Thursday, February 10, 2011

Why So Long For A Visa?

A commenter asked, and led me to wondering as well: Why does it take so long to get an immigrant permission to come and live in America?

First off, it cannot and is not a function of being short staffed. Here is how you can tell that: Look at these 2 charts borrowed from the excellent visa site, VisaJourney.com. It shows how many days it is taking for fiancee visa applications and spouse visa applications to be processed:




Now, if the USCIS were short staffed, the lines on the graphs would be travelling constantly upward; the wait would get longer and longer as they got further and further behind. So that's generally not the case, especially with the K1 visa, and obviously would not be a sustainable situation. The variations (especially with the K3 visa) would probably be more of a function of an increase in the number of applications submitted 300 or 280 days prior that are causing the increase in waiting time for visa processing.
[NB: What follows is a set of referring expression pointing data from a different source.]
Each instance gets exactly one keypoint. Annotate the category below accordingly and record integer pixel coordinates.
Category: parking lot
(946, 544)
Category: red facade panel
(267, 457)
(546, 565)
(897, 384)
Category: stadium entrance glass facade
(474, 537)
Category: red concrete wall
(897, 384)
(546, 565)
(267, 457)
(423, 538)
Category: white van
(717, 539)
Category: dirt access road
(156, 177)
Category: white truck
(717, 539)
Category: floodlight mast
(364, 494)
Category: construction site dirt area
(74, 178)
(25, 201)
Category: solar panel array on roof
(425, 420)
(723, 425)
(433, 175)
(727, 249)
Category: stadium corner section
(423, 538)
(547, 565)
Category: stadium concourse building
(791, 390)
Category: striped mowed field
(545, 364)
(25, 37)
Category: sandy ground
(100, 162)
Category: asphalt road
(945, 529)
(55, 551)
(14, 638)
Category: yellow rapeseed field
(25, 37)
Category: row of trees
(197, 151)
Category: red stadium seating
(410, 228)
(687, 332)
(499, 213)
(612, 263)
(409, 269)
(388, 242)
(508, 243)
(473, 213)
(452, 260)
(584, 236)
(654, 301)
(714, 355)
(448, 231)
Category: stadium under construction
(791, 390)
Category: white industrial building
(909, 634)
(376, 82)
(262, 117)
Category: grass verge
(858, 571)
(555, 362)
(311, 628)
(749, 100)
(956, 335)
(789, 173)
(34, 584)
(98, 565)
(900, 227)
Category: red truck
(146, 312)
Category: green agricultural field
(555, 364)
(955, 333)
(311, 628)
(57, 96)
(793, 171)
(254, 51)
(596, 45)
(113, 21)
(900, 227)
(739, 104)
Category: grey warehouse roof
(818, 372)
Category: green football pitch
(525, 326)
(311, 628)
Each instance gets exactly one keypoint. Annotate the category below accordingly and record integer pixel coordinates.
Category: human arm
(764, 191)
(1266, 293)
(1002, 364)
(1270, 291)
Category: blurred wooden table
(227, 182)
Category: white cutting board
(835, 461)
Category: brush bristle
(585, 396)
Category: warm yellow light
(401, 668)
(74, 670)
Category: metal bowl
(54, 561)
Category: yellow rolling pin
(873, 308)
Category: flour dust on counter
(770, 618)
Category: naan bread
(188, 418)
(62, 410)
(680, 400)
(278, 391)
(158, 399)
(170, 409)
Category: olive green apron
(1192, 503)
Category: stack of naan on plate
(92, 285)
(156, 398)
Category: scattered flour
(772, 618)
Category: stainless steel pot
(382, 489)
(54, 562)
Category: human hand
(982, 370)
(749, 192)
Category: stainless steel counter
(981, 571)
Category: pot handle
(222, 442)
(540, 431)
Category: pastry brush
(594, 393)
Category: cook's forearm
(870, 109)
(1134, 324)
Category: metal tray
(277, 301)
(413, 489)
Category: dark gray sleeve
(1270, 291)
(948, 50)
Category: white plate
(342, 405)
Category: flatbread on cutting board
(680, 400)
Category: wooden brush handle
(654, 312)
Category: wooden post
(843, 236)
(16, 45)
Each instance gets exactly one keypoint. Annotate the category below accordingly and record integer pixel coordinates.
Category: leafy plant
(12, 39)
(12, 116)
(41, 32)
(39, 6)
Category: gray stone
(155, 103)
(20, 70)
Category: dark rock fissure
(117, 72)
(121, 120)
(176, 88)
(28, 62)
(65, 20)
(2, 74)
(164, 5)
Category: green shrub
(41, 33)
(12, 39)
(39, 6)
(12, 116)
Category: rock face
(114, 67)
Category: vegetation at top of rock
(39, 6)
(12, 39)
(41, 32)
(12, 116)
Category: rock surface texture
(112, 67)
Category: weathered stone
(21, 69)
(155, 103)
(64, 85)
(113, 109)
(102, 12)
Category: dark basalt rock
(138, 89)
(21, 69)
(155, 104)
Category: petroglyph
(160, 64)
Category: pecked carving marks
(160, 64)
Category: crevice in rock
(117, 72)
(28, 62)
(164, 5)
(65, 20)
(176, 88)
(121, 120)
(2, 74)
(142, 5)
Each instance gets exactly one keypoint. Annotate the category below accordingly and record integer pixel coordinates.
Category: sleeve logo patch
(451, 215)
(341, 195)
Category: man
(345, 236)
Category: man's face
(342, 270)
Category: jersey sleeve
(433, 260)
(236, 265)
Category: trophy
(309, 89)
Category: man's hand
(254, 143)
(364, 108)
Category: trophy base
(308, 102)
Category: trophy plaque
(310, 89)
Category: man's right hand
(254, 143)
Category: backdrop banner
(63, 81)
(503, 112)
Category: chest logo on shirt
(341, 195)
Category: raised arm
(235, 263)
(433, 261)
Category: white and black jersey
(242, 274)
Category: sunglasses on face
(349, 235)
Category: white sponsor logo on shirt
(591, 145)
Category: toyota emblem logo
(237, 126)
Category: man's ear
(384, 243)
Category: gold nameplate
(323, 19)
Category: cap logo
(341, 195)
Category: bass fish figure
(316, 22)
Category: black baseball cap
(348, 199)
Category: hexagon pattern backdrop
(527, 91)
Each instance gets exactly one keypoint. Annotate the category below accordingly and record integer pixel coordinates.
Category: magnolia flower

A second query is — assuming that a visa application submitted to the government obviously is not immediately taken care of upon arrival... in other words, the government does not actually require 284 days of work to process my wife's visa application — how long does it actually take to process a visa application? How long does it take, from the moment my wife's visa application is opened to be considered and processed by some lady sitting at a desk to the moment she slaps a big "approved stamp" on it? Hours? Days?

Of course, I think it would be safe to also assume that there is some waiting-in-line time while background checks are done on my wife that takes a few days or a week or two. But really, no matter how you look at it, it is not hard to figure out that my wife's visa application will be sitting in the USCIS In Box for the better part of 3 or 4 months before anybody takes more than a cursory look at it.

So, the question to be asked is: Why does every visa application sit around for 3 or 4 months before being processed? It's not a function of "being behind" because the USCIS is not falling behind. They are obviously at a visa-processing equilibrium; they just keep a 3-month-tall pile of visa applications on hand all the time, apparently on purpose.

According to RapidVisa.com, there were approximately 13,000 K3 and 28,000 K1 visas issued in 2009. Based on a 5 day work week (260 days per year), that is 50 K3 and 108 K1 visas approved per day. Assuming a 3 or 4 month backlog (65–87 business days), you are talking about a total backlog of 10,000 to 14,000 K1/K3 visa applications nationwide.

Really, is such a large — but consistent and purposefully maintained — backlog of visa applications necessary? The USCIS people obviously are not doing it for job security reasons. I doubt they are worried that they might suddenly run out of applications and have to leave work early, such that they keep a backup in case there is a 3-month gap where nobody wants to come to live in America.

It really must be simple government bureaucracy. Willful, carefully maintained, pointless, government bureaucracy.

Well, anyway, let's just hope that I got Epril's visa in quickly enough before Congress sacks 3 or 4 visa processors and the time I have to wait to welcome my wife to America with a big hug goes up another few months.

2 comments:

mbubus said...

It took my fiancee a total of 4 months from the time I've sent the application to the time she arrived in US.
I hope you will not to have to wait any longer.

Jil Wrinkle said...

Oh wouldn't that be nice. Unfortunately, the VisaJourney.com website uses the dates put in by its members (of which there are hundreds) to keep track of visa processing times.

In other words, all of the members who submitted their I-129F 284 days ago for a K3 visa are just now receiving their approvals (and they are notifying the website of that fact).